Healthier Holiday Cookies

By: Patti Cook, Culinary Arts Student

People often ask me how they can eat healthier. My response is always the same: make it in your own kitchen. And, honestly, hanging out in a warm kitchen making cookies sounds a whole lot better to me than dealing with lines at the shopping mall and eating fake fried chicken patties.

For me, the holidays are all about the cookies. I make cookies for everyone I know. I become a cookie machine with a smile. People always ask me for my recipe. When they find out that I’m a health-conscious chef, they want the recipe even more. Their desire to make healthier cookies matches today’s dessert trends to want our dessert, but want it to be healthier too.

My tried-and-true cookie recipe got some revisions this year based on what I’ve learned in the health and wellness unit in online culinary school. It uses healthy cooking principles to create a yummy butter cookie that you can also feel good about eating. First, I reduce saturated fat by using canola oil for some of the butter. This decreases some of the not-so-good saturated fat and increases use of heart-healthy fat. And, I keep buttery flavor. Next, I substitute oats and white whole-wheat flour for some of the white all-purpose flour. The use of whole grains adds nutrients and fiber. Sugar is critical for sweetness, but I use less than most recipes. Cutting down the sugar a little bit is an easy way to reduce calories without negatively impacting the flavor. Last—although most important—I don’t make my cookies the size of a plate. It’s just common sense that reducing portion size is a key to eating healthier.

In addition to being quick and easy, this recipe is infinitely adaptable to your particular likes and whims. Although it is fine served unadorned, it is just as easy and much more fun and delicious to add something special.  My new favorite this Christmas season is mixing in chopped-up chocolate-covered cranberries and then putting one on top after baking for decoration; the chocolate melts slightly, which makes it stick onto the cookie.
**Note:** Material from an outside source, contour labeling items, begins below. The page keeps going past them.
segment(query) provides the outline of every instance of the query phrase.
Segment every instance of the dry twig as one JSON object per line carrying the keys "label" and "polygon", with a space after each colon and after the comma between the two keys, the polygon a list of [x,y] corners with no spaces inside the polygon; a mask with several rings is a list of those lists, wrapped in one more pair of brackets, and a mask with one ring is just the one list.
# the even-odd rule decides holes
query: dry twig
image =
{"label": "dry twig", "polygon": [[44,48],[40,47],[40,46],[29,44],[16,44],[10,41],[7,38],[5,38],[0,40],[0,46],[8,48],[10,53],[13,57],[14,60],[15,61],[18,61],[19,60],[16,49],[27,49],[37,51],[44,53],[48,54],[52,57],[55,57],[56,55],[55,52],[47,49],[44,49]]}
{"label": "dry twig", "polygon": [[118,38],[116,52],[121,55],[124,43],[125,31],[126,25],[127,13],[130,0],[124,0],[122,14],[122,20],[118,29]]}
One variation that is always a big hit during the holidays is to put a few chocolate chips on top of the cookie after is baked; they’ll melt and you can spread them to frost the top of the cookie, then add a piece of candy cane.
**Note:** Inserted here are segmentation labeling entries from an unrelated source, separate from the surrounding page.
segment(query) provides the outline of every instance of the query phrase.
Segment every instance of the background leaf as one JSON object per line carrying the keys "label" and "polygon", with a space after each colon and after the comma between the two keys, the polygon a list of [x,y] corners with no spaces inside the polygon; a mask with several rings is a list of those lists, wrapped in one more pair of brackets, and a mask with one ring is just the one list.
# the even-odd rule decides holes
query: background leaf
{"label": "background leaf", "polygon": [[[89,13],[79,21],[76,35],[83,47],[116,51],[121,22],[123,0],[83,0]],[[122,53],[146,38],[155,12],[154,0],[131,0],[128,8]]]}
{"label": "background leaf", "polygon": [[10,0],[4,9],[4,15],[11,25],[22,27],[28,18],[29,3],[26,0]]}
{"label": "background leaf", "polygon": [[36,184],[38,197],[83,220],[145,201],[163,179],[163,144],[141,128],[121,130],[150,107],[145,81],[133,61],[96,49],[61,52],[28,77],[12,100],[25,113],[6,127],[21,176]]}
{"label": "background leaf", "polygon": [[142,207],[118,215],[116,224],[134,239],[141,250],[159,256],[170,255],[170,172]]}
From my kitchen seat, eating healthier doesn’t mean you can’t have cookies, it means you find easy ways to decrease the bad stuff like fat and calories and increase the good stuff like healthy ingredients and flavor. And, most important, enjoy every bite.

Healthier Holiday Cookies

Yield: 4 dozen cookies


¾ cup unsalted butter (1 ½ sticks), at room temperature
½ cup sugar
¼ cup canola oil
1 large egg
1 large egg white
1 tablespoon vanilla extract
½ teaspoon salt
1 cup white whole-wheat flour
1 cup all-purpose flour
1 cup quick (not instant) oats


  1. Preheat oven to 350°F. Line a cookie sheet with parchment paper or silicone mat.
  2. Beat butter and sugar in a mixing bowl with an electric mixer on high until smooth and fluffy, scraping down the sides. Add oil, egg, egg white, vanilla extract and salt and beat until smooth, scraping down the sides.
  3. On low speed, slowly mix in the flours until just combined. Add oats and mix on low speed until just combined.
  4. Using 1 scant tablespoon dough, roll between your palms into 1-inch balls. Place 2 inches apart on the prepared cookie sheet. Flatten slightly with the palm of your hand.
  5. Bake the cookies, one sheet at a time, until almost firm to the touch and light golden brown on the bottom, about 10-12 minutes. To assure even baking, it is best to rotate cookie sheet half way through. Remove and cool on a wire rack. Repeat with remaining dough.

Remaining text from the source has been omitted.